Individual enforcement rights is another important aspect of privacy law. What sort of information about me is out there or can I edit or rectify it are legitimate concerns. This type of control an individual must have. The paper recommends that a fee may be charged for accessing such information to discourage frivolous requests.
Should an individual have the right to object to use of their data for specific purposes? Should they be able to port data from one platform to other? And above all, should an individual have the right to be forgotten (erase permanently data about him/her online)? These are also important questions that privacy law must address.
Regulation And Enforcement
Command-and-control is an enforcement model where government is the sole entity that frames the law and enforces it. Under, self-regulation model, it is left to the industry to come up with its own codes of conduct regarding data protection. However, both are not sufficient, and hence a third way is proposed in the white paper which is also the common practice in various countries. This co-regulation model involves participation of both the government and the industry so that interests of both the individuals and organisation can be balanced the legislation is not skewed in favour of one or the other.
To make sure that accountability is taken seriously, it is necessary that those who violate data protection rules are made liable for the harms they cause to individuals. In fact, the individuals should be compensated not only when there is an economic harm which is calculable but also for breach of confidence which may not always be calculated. In this case, regulator can impose fine on data processor/controller and ask it to pay to the individual.

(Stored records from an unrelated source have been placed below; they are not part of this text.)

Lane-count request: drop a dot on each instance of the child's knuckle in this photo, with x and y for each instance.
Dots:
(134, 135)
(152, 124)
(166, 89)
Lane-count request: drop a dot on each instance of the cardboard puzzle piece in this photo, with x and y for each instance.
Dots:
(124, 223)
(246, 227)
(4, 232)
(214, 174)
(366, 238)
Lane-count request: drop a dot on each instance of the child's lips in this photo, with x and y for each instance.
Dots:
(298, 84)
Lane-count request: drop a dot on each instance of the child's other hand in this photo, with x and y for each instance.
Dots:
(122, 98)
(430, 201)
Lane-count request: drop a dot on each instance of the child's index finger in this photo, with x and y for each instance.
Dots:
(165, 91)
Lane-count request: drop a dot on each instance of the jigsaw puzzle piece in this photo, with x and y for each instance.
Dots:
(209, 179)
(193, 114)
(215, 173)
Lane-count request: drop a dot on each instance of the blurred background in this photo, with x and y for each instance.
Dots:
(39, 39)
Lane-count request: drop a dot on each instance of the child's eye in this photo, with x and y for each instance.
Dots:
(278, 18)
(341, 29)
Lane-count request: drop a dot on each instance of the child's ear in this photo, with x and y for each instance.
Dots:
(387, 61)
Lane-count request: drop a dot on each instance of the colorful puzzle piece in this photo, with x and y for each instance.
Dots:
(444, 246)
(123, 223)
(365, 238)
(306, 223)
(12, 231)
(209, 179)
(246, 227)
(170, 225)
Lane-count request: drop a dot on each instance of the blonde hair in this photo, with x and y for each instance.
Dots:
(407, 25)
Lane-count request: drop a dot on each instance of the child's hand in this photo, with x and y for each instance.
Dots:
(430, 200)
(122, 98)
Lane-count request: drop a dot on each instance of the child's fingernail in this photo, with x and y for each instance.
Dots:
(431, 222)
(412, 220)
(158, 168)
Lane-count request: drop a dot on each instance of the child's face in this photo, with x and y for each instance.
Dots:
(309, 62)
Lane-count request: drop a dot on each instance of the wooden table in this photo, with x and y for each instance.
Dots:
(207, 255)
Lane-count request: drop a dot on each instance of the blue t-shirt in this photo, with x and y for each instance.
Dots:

In case of data breaches, the individuals can be notified so that they can also take actions on their own. Even data protection authority can also be notified in such cases.
It is clear that if all these actions have to be carried out, India will have to create a data protection authority with various positions of data protection/processing officers, etc who will keep a close eye on whether or not the data protection legislation is implemented or not. This agency may also carry out periodic data audits of organisations and publish reports on data protection impact assessment. The white paper suggests three broad categories of functions, powers and duties, which may be performed by a data protection authority: 1) monitoring, enforcement and investigation; 2) standard-setting; and 3) awareness generation.
A new judicial ecosystem will need to be created around data protection legislation. Needless to say, this new system must avoid the pitfalls of old processes and there must be a mandate for speedy completion of cases in a fixed, time-bound manner. If the appellate tribunal meant for adjudicating matters related to data protection in a timely manner, the whole purpose of creating this new law will be defeated. Hence, making sure that the adjudication process works like a well oiled machine must be given topmost priority.
If white paper is any indication of the data protection draft law that is in the offing, we are in for a pleasant surprise. Since the paper is in public domain for comments, it is everyone’s responsibility to help the policymakers come up with a good legislation which balances the security and privacy of data with the innovation and growth in digital economy.